The school's student newspaper, the Branding Iron, mobilized student response to the attack by publishing statements on its Web site from the university president and a representative of the UW Lesbian, Gay, Bisexual and Transgender Association. The site also tracked the media frenzy that descended on the small campus in Laramie, Wyoming, including a piquant observation from Associated Press photographer Ed Andrieski that "it seems slow in the news world ... and people want other things in their newspaper beside Clinton."

The Net also played a role in organizing the gay response to the attack.

Friday morning, an item titled "Vicious Attack in Wyoming" moved on Rex Wockner's mailing list, an overview of press coverage of gay issues that is mailed out to over 600 recipients -- many of whom are activists and journalists -- and copied to tens of thousands more.
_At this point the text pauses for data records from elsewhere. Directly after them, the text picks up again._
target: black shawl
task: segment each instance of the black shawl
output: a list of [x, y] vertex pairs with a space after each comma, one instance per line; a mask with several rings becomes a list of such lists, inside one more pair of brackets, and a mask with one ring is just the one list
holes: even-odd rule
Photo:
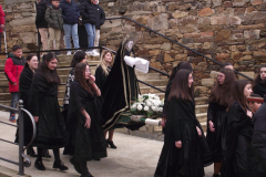
[[120, 45], [112, 70], [102, 88], [102, 117], [104, 131], [111, 129], [123, 112], [130, 111], [131, 101], [139, 95], [139, 85], [133, 67], [124, 62], [125, 46]]
[[[204, 176], [204, 166], [212, 164], [211, 152], [195, 116], [195, 103], [172, 98], [168, 106], [164, 146], [158, 159], [155, 177]], [[175, 142], [182, 142], [182, 148]]]
[[41, 72], [33, 76], [29, 111], [39, 116], [35, 144], [44, 148], [62, 147], [65, 125], [58, 103], [58, 84], [49, 83]]
[[[85, 128], [85, 117], [81, 113], [85, 110], [91, 117], [91, 127]], [[95, 94], [90, 94], [75, 80], [70, 86], [70, 104], [68, 112], [68, 127], [75, 127], [72, 145], [74, 157], [79, 160], [106, 157], [105, 138], [103, 135], [101, 114], [95, 104]]]
[[253, 123], [238, 102], [234, 102], [226, 121], [225, 158], [222, 177], [246, 177], [253, 171]]
[[[20, 100], [23, 101], [23, 108], [28, 110], [28, 100], [30, 95], [30, 90], [31, 90], [31, 83], [33, 79], [33, 71], [30, 67], [24, 67], [23, 71], [20, 74], [20, 85], [19, 85], [19, 91], [20, 91]], [[24, 123], [24, 145], [29, 144], [32, 137], [32, 122], [30, 117], [28, 116], [27, 113], [23, 112], [23, 123]], [[19, 119], [17, 122], [19, 125]], [[17, 129], [16, 134], [16, 140], [19, 142], [19, 128]]]

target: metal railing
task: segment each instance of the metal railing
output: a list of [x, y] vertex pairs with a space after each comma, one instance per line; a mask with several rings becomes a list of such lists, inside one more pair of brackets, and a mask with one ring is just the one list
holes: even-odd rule
[[[4, 162], [8, 162], [10, 164], [18, 165], [19, 166], [19, 174], [18, 175], [23, 176], [24, 175], [24, 167], [30, 167], [31, 166], [31, 160], [30, 160], [30, 158], [28, 158], [24, 155], [24, 150], [35, 139], [37, 129], [35, 129], [34, 118], [29, 111], [23, 108], [23, 101], [22, 100], [19, 101], [19, 108], [9, 107], [9, 106], [2, 105], [2, 104], [0, 104], [0, 107], [4, 108], [4, 110], [8, 110], [8, 111], [14, 111], [14, 112], [19, 113], [19, 126], [0, 121], [0, 123], [2, 123], [2, 124], [19, 127], [19, 143], [13, 143], [13, 142], [0, 138], [0, 140], [2, 140], [2, 142], [10, 143], [10, 144], [19, 146], [19, 162], [13, 162], [13, 160], [4, 158], [4, 157], [0, 157], [0, 159], [4, 160]], [[32, 122], [32, 127], [33, 127], [32, 128], [33, 131], [32, 131], [31, 142], [25, 147], [24, 147], [24, 124], [23, 124], [24, 119], [23, 119], [23, 113], [22, 112], [25, 112], [29, 115], [29, 117], [31, 118], [31, 122]], [[24, 162], [24, 159], [25, 159], [25, 162]]]
[[[145, 25], [143, 25], [143, 24], [141, 24], [141, 23], [139, 23], [139, 22], [136, 22], [136, 21], [130, 19], [130, 18], [127, 18], [127, 17], [108, 18], [106, 20], [110, 20], [110, 22], [112, 23], [111, 20], [117, 20], [117, 19], [124, 19], [124, 20], [131, 21], [131, 22], [133, 22], [133, 23], [135, 23], [135, 24], [137, 24], [137, 25], [140, 25], [140, 27], [142, 27], [142, 28], [144, 28], [144, 29], [146, 29], [146, 30], [149, 30], [150, 32], [153, 32], [153, 33], [155, 33], [155, 34], [157, 34], [157, 35], [160, 35], [160, 37], [162, 37], [162, 38], [164, 38], [164, 39], [166, 39], [166, 40], [168, 40], [168, 41], [175, 43], [175, 44], [178, 44], [178, 45], [181, 45], [181, 46], [187, 49], [188, 51], [192, 51], [192, 52], [198, 54], [200, 56], [203, 56], [203, 58], [205, 58], [205, 59], [207, 59], [207, 60], [209, 60], [209, 61], [212, 61], [212, 62], [214, 62], [214, 63], [216, 63], [216, 64], [223, 66], [223, 64], [219, 63], [219, 62], [217, 62], [216, 60], [213, 60], [213, 59], [211, 59], [211, 58], [208, 58], [208, 56], [206, 56], [206, 55], [204, 55], [204, 54], [202, 54], [202, 53], [200, 53], [200, 52], [197, 52], [197, 51], [195, 51], [195, 50], [193, 50], [193, 49], [191, 49], [191, 48], [188, 48], [188, 46], [186, 46], [186, 45], [183, 45], [182, 43], [178, 43], [177, 41], [172, 40], [172, 39], [170, 39], [170, 38], [163, 35], [163, 34], [161, 34], [161, 33], [158, 33], [158, 32], [156, 32], [156, 31], [154, 31], [154, 30], [152, 30], [152, 29], [150, 29], [150, 28], [147, 28], [147, 27], [145, 27]], [[152, 69], [152, 70], [154, 70], [154, 69]], [[154, 71], [162, 73], [162, 71], [156, 70], [156, 69], [155, 69]], [[253, 79], [250, 79], [249, 76], [247, 76], [247, 75], [245, 75], [245, 74], [239, 73], [238, 71], [235, 71], [235, 70], [234, 70], [234, 72], [235, 72], [236, 74], [239, 74], [239, 75], [242, 75], [242, 76], [244, 76], [244, 77], [246, 77], [246, 79], [253, 81]], [[162, 74], [164, 74], [164, 75], [168, 75], [167, 73], [164, 73], [164, 72], [163, 72]]]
Influential gay writer and AIDS activist Larry Kramer subscribes to Wockner's list, and was horrified by the report of the young man beaten and discovered by two mountain bikers who (the item read) "at first thought [Shepard] was a scarecrow because of the way he was positioned on the fence."

Friday afternoon, Kramer called Tom Brokaw's office at NBC to call the anchorman's attention to the disturbing dispatch. The Shepard story had been slated for broadcast since that morning, says Nightly News executive producer David Doss, but Brokaw's assistant pulled the Shepard story up from wire service reports and printed it out for Brokaw following Kramer's call. Kramer also phoned ABC news anchorman Peter Jennings' office.

Kramer calls Wockner's list "the most important communication device the gay population has to draw on."

On Sunday afternoon, Internet political strategist John Aravosis launched a Web site designed to be a central resource for information on Shepard and on hate-crime legislation.

Aravosis compared the email messages sent to Shepard's family to the "flowers that piled up at Kensington Palace" after Princess Diana's death, but urged those moved by the death of the boyish, outspoken political-science major to use the Net to organize support for the Hate Crimes Prevention Act now under consideration in Congress.

In light of the attack on Shepard -- and the statement from one of the suspect's fathers that the murder was motivated by "embarrassment" over a pass made by the victim -- "It's time to put our email where our mouths are," Aravosis says.